× Install ThecoreGrid App
Tap below and select "Add to Home Screen" for full-screen experience.
B2B Engineering Insights & Architectural Teardowns

KV cache optimization for multi-LoRA agents

ForkKV rethinks KV cache optimization for multi-LoRA serving, eliminating memory duplication and increasing throughput.

The problem arises in multi-LoRA agent serving, where multiple specialized agents operate on top of a single base model. LoRA reduces the cost of fine-tuning, but during the inference stage, a bottleneck occurs — the KV cache. Due to differences in adapter activations, the KV cache ceases to be shared even with identical contexts. This breaks prefix caching and leads to a linear increase in memory consumption, which directly reduces throughput and limits parallelism.
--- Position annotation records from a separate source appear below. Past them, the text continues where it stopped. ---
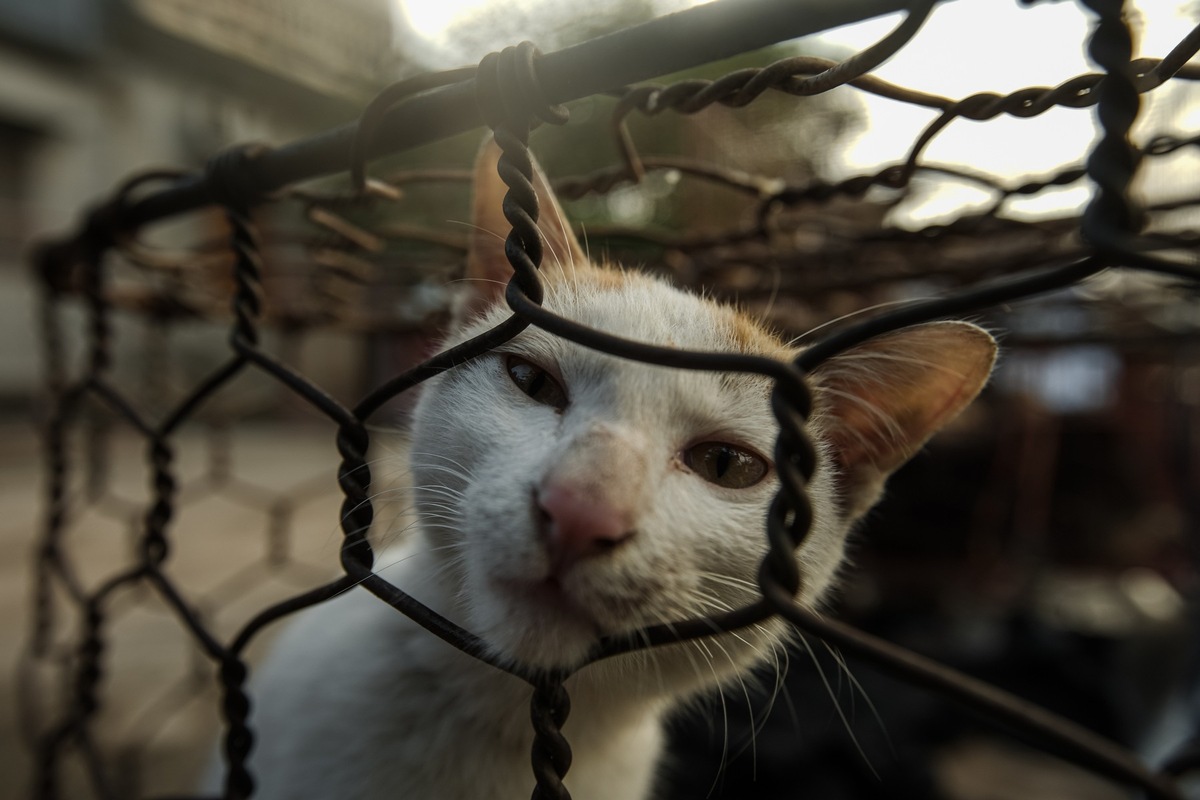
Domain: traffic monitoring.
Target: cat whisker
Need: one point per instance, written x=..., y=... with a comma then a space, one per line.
x=837, y=705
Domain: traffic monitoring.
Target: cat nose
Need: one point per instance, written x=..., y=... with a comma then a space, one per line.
x=577, y=524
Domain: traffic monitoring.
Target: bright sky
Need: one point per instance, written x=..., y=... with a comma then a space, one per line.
x=966, y=47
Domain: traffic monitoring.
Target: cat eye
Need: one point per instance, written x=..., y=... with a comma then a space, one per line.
x=535, y=382
x=725, y=464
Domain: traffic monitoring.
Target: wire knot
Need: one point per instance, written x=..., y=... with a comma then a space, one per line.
x=509, y=91
x=228, y=178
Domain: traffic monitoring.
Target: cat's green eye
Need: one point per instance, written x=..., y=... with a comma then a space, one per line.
x=535, y=382
x=725, y=464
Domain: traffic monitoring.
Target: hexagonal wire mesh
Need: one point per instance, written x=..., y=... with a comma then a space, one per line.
x=102, y=277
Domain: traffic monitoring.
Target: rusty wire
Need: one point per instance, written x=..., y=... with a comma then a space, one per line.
x=509, y=94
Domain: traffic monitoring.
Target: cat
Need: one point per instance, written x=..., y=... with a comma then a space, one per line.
x=563, y=494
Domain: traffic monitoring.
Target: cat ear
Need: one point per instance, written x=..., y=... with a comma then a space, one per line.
x=487, y=268
x=880, y=402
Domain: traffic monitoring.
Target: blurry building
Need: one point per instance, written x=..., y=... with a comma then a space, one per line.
x=93, y=90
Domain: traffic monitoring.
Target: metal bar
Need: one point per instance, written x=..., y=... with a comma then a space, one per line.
x=679, y=41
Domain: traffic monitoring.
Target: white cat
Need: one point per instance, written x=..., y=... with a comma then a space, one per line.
x=564, y=494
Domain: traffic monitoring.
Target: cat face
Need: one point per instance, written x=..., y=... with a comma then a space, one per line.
x=575, y=494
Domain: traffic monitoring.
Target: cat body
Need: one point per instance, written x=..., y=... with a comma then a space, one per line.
x=564, y=494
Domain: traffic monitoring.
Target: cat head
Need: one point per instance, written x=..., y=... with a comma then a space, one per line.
x=575, y=494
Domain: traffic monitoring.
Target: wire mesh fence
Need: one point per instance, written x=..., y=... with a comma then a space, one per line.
x=298, y=260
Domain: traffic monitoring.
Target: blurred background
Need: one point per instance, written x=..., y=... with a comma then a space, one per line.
x=1048, y=542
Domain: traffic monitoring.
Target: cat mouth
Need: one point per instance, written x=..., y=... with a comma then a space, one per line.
x=546, y=601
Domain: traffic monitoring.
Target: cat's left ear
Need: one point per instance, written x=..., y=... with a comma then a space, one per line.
x=881, y=401
x=487, y=268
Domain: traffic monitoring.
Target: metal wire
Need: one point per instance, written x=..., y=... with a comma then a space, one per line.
x=511, y=91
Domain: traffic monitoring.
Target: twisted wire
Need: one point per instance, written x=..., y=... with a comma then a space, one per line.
x=511, y=100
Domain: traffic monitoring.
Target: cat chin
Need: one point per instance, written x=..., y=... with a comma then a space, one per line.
x=538, y=625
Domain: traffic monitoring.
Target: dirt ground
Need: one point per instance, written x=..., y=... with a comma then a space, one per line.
x=256, y=521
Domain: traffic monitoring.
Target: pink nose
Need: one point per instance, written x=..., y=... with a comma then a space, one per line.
x=576, y=524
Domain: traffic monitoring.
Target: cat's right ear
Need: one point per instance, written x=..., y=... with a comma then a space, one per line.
x=487, y=268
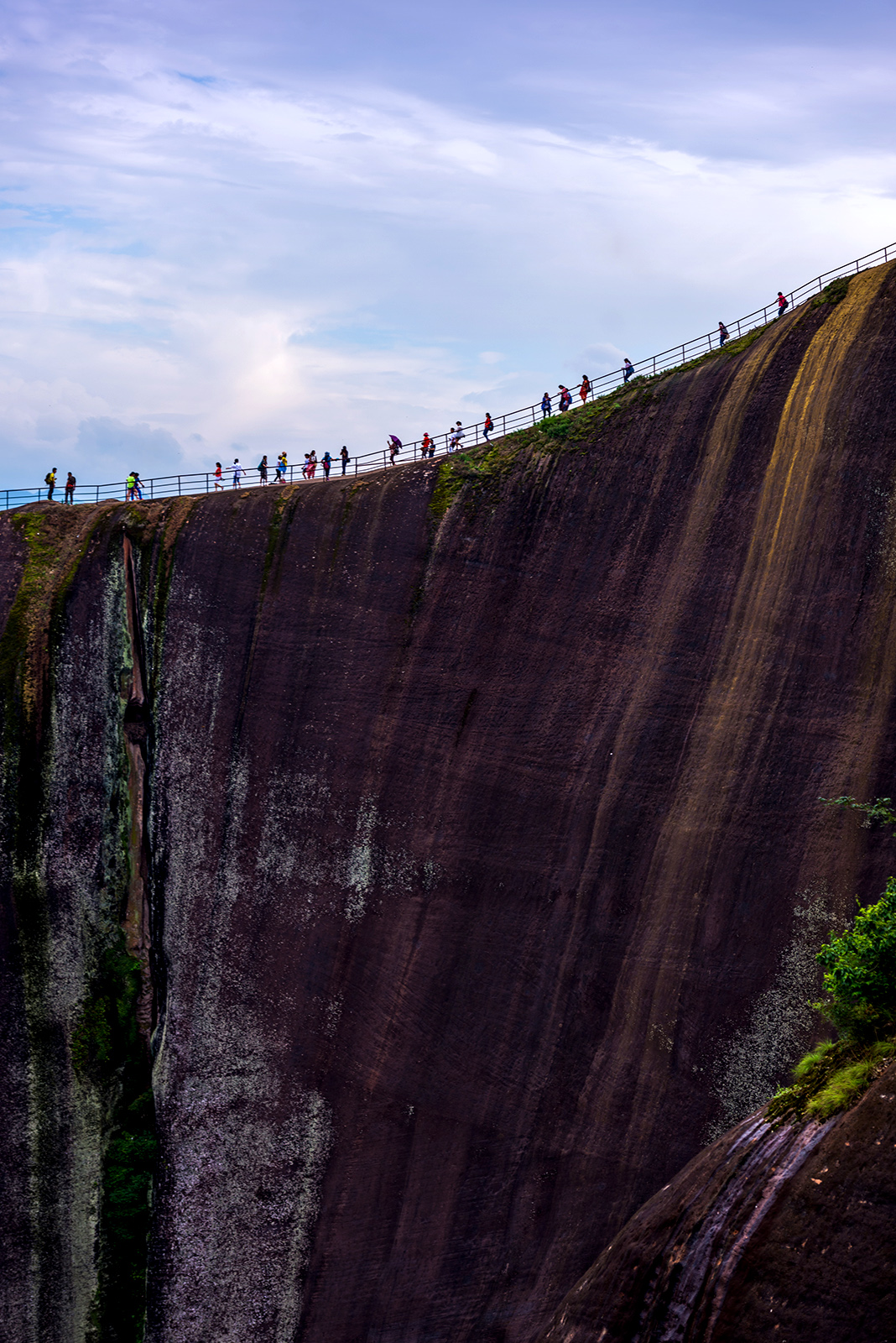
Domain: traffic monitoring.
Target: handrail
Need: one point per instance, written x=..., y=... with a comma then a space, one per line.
x=199, y=483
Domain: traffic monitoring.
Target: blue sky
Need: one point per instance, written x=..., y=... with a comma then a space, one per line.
x=304, y=225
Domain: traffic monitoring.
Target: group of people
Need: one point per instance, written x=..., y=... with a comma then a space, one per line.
x=309, y=469
x=454, y=440
x=49, y=481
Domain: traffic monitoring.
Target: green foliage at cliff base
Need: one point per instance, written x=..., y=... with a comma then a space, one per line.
x=107, y=1052
x=860, y=987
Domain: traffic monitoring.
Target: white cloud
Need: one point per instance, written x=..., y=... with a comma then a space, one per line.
x=204, y=262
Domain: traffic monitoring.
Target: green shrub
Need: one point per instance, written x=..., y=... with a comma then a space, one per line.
x=860, y=973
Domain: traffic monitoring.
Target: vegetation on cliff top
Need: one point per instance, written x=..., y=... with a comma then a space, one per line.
x=860, y=1002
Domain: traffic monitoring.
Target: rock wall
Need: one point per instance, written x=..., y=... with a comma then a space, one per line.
x=772, y=1233
x=475, y=856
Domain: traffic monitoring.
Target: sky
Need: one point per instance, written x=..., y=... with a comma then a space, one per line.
x=230, y=228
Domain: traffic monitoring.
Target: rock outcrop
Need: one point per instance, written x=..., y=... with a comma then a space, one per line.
x=471, y=859
x=772, y=1233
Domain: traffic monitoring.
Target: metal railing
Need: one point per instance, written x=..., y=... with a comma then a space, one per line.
x=471, y=436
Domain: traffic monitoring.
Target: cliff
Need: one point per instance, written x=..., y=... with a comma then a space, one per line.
x=448, y=844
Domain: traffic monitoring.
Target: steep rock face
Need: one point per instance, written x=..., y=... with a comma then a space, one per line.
x=482, y=856
x=768, y=1235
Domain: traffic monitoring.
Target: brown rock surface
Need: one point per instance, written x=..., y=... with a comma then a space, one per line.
x=782, y=1236
x=484, y=856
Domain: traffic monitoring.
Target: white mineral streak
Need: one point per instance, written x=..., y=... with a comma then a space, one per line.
x=781, y=1021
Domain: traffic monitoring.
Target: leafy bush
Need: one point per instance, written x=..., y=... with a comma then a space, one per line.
x=860, y=973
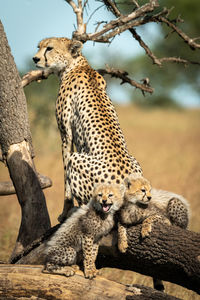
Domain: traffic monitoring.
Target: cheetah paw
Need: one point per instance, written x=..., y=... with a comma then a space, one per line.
x=122, y=246
x=90, y=273
x=146, y=230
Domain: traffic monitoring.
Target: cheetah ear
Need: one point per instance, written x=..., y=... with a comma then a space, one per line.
x=127, y=182
x=75, y=48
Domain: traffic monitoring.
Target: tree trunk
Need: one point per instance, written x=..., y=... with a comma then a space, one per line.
x=170, y=253
x=17, y=150
x=17, y=282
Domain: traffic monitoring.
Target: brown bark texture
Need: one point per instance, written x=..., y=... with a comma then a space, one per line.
x=14, y=125
x=7, y=187
x=28, y=282
x=170, y=253
x=16, y=146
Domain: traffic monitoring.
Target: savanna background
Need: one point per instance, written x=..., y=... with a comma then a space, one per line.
x=162, y=130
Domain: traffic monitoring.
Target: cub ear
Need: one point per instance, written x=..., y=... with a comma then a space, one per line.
x=75, y=48
x=127, y=182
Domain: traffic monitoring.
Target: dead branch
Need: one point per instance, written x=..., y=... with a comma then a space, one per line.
x=119, y=25
x=78, y=10
x=123, y=75
x=170, y=253
x=35, y=75
x=159, y=17
x=191, y=42
x=28, y=282
x=7, y=187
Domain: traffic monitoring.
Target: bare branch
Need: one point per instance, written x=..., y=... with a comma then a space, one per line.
x=78, y=10
x=178, y=60
x=120, y=24
x=35, y=75
x=191, y=42
x=123, y=75
x=158, y=17
x=7, y=187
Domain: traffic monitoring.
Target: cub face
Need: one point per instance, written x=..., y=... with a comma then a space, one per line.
x=108, y=198
x=138, y=190
x=56, y=53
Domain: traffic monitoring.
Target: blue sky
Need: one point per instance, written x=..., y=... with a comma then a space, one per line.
x=26, y=22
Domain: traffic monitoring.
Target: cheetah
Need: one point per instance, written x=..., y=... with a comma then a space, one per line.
x=93, y=146
x=82, y=231
x=147, y=205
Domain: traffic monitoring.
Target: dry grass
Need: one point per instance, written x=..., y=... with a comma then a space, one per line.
x=166, y=143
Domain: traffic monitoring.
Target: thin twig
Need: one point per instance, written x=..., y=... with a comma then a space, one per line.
x=35, y=75
x=185, y=37
x=123, y=75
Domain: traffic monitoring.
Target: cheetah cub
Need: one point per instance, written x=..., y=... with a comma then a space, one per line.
x=146, y=205
x=82, y=231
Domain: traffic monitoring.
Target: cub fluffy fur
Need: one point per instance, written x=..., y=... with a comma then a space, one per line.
x=146, y=205
x=82, y=231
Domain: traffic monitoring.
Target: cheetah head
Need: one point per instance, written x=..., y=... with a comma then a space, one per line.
x=108, y=198
x=57, y=53
x=138, y=190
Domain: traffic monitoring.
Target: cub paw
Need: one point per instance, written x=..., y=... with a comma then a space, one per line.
x=146, y=230
x=122, y=246
x=90, y=272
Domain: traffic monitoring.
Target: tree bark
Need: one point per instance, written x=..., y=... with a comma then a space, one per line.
x=17, y=150
x=7, y=187
x=28, y=281
x=170, y=253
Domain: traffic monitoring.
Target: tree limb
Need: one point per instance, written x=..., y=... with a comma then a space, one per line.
x=7, y=187
x=35, y=75
x=27, y=282
x=123, y=75
x=78, y=10
x=170, y=253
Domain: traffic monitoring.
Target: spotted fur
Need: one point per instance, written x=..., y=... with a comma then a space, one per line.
x=87, y=120
x=82, y=231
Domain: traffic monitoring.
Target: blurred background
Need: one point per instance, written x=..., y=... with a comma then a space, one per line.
x=162, y=130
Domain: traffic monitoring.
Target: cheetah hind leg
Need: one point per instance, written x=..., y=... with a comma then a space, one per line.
x=158, y=284
x=122, y=238
x=60, y=270
x=148, y=222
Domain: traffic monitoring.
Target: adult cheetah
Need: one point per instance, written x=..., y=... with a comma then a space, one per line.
x=87, y=120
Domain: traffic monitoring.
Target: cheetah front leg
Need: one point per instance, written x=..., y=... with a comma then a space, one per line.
x=90, y=251
x=67, y=149
x=122, y=238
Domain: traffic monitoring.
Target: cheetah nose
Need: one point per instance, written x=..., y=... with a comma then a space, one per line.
x=36, y=59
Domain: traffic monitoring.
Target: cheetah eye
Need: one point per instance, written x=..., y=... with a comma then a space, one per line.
x=49, y=48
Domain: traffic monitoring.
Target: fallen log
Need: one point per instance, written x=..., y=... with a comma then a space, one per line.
x=169, y=253
x=7, y=187
x=28, y=282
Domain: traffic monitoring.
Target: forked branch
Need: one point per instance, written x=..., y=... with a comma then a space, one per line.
x=139, y=16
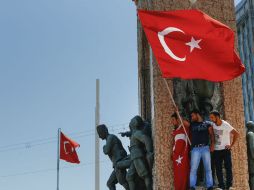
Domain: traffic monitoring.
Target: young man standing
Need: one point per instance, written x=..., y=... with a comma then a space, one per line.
x=223, y=131
x=202, y=140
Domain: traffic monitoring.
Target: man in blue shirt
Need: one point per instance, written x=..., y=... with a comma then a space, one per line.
x=202, y=140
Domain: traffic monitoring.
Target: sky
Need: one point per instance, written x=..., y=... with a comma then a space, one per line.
x=51, y=53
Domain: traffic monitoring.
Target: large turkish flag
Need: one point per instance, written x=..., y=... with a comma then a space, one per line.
x=189, y=44
x=67, y=149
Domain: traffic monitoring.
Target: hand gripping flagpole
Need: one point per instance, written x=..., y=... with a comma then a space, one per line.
x=177, y=112
x=58, y=157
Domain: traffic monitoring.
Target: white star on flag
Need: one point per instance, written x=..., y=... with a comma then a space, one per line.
x=179, y=160
x=193, y=44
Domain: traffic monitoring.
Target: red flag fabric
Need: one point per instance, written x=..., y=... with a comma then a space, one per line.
x=67, y=149
x=189, y=44
x=181, y=161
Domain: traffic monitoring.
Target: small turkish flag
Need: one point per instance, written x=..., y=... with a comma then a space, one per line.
x=67, y=149
x=189, y=44
x=181, y=161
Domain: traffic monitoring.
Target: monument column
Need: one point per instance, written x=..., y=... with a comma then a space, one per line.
x=159, y=101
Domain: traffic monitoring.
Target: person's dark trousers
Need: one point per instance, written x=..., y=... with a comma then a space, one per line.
x=220, y=157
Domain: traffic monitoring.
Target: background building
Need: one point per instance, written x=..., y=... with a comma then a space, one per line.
x=245, y=31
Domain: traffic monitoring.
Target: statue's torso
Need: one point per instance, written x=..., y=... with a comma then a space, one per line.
x=117, y=151
x=137, y=148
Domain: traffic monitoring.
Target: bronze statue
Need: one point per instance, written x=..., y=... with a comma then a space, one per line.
x=141, y=154
x=250, y=151
x=116, y=152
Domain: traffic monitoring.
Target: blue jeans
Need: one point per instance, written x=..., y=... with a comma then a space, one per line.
x=196, y=155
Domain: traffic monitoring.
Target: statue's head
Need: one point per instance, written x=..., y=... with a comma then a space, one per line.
x=250, y=126
x=102, y=131
x=136, y=123
x=214, y=116
x=195, y=115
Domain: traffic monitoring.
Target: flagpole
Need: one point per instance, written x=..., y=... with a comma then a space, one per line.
x=177, y=111
x=58, y=157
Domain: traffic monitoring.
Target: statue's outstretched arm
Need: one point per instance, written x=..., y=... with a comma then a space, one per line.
x=108, y=146
x=147, y=141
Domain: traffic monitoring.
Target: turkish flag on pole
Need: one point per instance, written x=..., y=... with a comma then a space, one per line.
x=180, y=158
x=189, y=44
x=67, y=149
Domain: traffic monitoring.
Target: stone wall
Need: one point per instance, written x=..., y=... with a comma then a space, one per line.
x=158, y=98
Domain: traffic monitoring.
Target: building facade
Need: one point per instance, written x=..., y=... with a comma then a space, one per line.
x=245, y=32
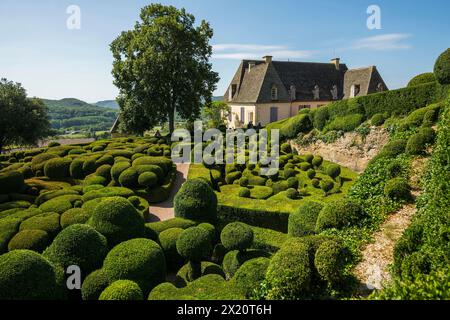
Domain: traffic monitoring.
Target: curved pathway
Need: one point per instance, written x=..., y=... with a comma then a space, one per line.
x=164, y=210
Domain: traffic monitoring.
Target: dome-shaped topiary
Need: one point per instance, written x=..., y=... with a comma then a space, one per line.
x=237, y=236
x=58, y=168
x=442, y=68
x=34, y=240
x=148, y=179
x=129, y=178
x=11, y=182
x=303, y=221
x=339, y=214
x=196, y=201
x=330, y=260
x=139, y=260
x=124, y=290
x=26, y=275
x=94, y=284
x=118, y=220
x=289, y=271
x=398, y=189
x=78, y=245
ForkKV offers an architectural shift: disaggregated KV cache. Instead of storing a single KV cache, the system splits it into two components — a shared bCache (base cache) and an agent-specific rCache (residual cache). This design relies on the structure of LoRA: the main projection xW is significantly larger than the low-rank part xA. The management of this separation is implemented through DualRadixTree and a fork model with copy-on-write (CoW), similar to processes in an OS. The new agent inherits the shared bCache and creates only its own rCache, eliminating data duplication.

A key engineering trade-off is a partial loss of accuracy due to state divergence between agents. However, empirically this divergence is limited: the similarity of input states exceeds 99.4%, and the degradation in generation quality is around 1.60%. Meanwhile, the efficiency gains are substantial. In scenarios with a shared context of 32K tokens, ForkKV reduces memory consumption from tens of gigabytes to single digits and provides up to a 3.0× increase in throughput. This is achieved not only through memory savings but also thanks to ResidualAttention — a custom kernel that reconstructs the KV cache directly in SRAM, avoiding HBM overhead and maintaining batch parallelism.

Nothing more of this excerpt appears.